The one who says he is in the light. This could include the three following things: (1) Leading lives of holiness and purity; that is, the Christian must be characteristically a holy man, a light in the world, by his example. (2) Walking in the truth, embracing the truth in opposition to all errors of paganism and infidelity, and having clear, spiritual views of truth, such as the unrenewed never have. (See 2Cor. 4:6; 1Cor. 2:9-15; Eph. 1:18) (3) Enjoying the comforts of true Christianity; that is, having the joy which true Christianity is fitted to impart, and which it does impart to its true friends, (Psa. 94:19; Isa. 57:8; 2Cor. 1:3; 2Cor. 13:11.) In John 12:35 Jesus tells them, therefore, that the light would be with them a little while, and that they ought to improve the opportunity while they had it to listen to his instructions, to require with candor, and thus to forsake their false notions respecting the Messiah. It is probable that they understood this light as denoting the Messiah. See John 8:12; “I am the light of the world;” John. 9:4.
As he is in the light – In the same kind of light that he has. The measure of light which we may have is not the same in degree, but it is of the same kind. The true Christian, in his character and feelings, resembles God.

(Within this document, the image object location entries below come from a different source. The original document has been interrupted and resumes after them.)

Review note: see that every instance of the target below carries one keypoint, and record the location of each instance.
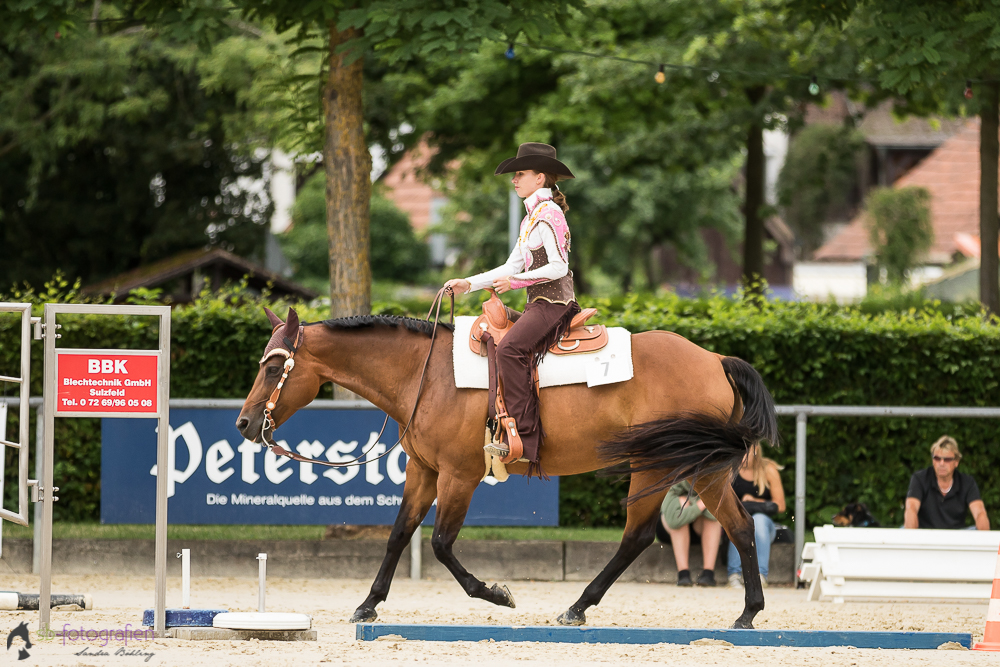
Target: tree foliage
(128, 147)
(818, 180)
(655, 163)
(900, 228)
(397, 254)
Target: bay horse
(687, 414)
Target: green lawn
(63, 530)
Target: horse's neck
(381, 364)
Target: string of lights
(715, 72)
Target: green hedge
(821, 354)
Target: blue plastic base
(183, 618)
(580, 635)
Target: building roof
(951, 174)
(884, 130)
(407, 189)
(218, 265)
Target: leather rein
(268, 422)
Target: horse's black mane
(363, 321)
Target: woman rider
(539, 262)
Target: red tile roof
(407, 189)
(951, 174)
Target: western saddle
(487, 332)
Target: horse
(686, 414)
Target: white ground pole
(262, 579)
(415, 554)
(185, 577)
(163, 432)
(36, 542)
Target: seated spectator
(681, 508)
(758, 485)
(939, 495)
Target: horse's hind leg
(640, 531)
(454, 496)
(418, 495)
(722, 502)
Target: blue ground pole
(589, 635)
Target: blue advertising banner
(217, 477)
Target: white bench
(889, 563)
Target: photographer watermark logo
(22, 632)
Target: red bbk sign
(93, 382)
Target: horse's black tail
(696, 445)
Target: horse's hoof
(364, 615)
(502, 597)
(572, 617)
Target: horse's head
(285, 382)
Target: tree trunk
(348, 186)
(989, 155)
(753, 238)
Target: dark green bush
(820, 354)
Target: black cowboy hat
(536, 157)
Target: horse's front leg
(454, 496)
(418, 495)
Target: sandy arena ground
(120, 600)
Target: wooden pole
(753, 238)
(348, 168)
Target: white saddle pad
(607, 366)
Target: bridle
(268, 422)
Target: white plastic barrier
(895, 564)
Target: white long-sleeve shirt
(539, 235)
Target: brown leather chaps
(541, 325)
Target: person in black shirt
(939, 495)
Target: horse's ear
(292, 325)
(273, 319)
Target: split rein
(289, 365)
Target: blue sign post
(214, 476)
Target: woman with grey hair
(939, 495)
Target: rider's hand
(458, 285)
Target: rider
(540, 263)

And hates his brother. The word brother seems here to refer to those who professed true Christianity. The word is indeed sometimes used in a larger sense, but the reference here appears to be to that which is properly brotherly love among Christians.
Is in darkness even until now. That is, he cannot have true Christianity unless he has a love for the brothers. The command to love one another was one of the most solemn and earnest which Christ ever enjoined (John 15:17;) he made it the peculiar badge of discipleship, or that by which his followers were to be everywhere known (John 13:35;) and it is, therefore, impossible to have any true Christianity without love to those who are sincerely and truly his followers. If a man has not that, he is in deep darkness, whatever else he may have, on the whole subject of true Christianity.

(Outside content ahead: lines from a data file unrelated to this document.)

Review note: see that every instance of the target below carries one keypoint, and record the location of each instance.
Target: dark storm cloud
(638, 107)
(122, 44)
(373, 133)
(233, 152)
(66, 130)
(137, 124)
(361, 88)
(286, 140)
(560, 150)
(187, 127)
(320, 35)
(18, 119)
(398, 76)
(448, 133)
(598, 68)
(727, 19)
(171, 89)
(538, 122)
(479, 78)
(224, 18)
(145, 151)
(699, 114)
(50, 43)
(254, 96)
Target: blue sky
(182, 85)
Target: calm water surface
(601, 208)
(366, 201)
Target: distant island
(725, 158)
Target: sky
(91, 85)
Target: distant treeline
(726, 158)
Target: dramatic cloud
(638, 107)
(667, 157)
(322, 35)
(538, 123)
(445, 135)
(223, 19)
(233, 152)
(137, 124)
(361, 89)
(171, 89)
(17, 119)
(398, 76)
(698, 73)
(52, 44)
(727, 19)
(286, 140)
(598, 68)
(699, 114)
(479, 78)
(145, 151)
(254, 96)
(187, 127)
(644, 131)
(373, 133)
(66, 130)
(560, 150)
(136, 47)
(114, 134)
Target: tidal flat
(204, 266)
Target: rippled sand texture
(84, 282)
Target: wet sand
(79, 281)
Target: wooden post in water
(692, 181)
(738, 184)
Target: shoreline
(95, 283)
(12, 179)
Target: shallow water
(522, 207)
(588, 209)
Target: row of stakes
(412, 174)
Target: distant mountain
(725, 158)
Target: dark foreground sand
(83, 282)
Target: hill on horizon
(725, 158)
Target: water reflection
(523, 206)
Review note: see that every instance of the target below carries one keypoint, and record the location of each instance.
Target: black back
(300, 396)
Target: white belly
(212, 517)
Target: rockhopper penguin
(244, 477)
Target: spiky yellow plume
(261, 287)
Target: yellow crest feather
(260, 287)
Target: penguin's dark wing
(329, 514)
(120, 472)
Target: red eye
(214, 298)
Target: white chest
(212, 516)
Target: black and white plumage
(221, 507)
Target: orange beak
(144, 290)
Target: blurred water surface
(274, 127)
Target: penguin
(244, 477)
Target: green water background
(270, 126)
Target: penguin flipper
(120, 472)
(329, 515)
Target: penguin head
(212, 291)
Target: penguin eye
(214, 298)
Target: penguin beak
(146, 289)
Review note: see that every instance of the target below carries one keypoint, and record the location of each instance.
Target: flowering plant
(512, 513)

1 Thessalonians 4:9: For you yourselves are taught of God – The word here rendered “taught of God” – θεοδίδακτοί theodidaktoi – occurs nowhere else in the New Testament. It is correctly translated and must refer here to some direct teaching of God on their own hearts, for Paul speaks of their being so taught by him as to need no special precepts in the case. He probably refers to that influence exerted on them when, they became Christians, by which they were led to love all who bear the divine image. He calls this being “taught of God,” not because it was of the nature of revelation or inspiration, but because it was in fact the teaching of God in this case, though it was secret and silent. God has many ways of teaching people. The lessons which we learn from his Providence are a part of his instructions. The same is true of the decisions of our own consciences and of the secret and silent influence of his Spirit on our hearts, disposing us to love what is lovely and to do what ought to be done. In this manner, all true Christians are taught to love those who bear the image of their Savior. They feel that they are brothers, and such is their strong attachment to them, from the very nature of true Christianity, that they do not need any express command of God to teach them to love them. It is one of the first – the elementary effects of true Christianity on the soul, to lead us to love “the brothers” – and to do this is one of the evidence of piety about which there need be no danger of deception; compare 1 John 3:14.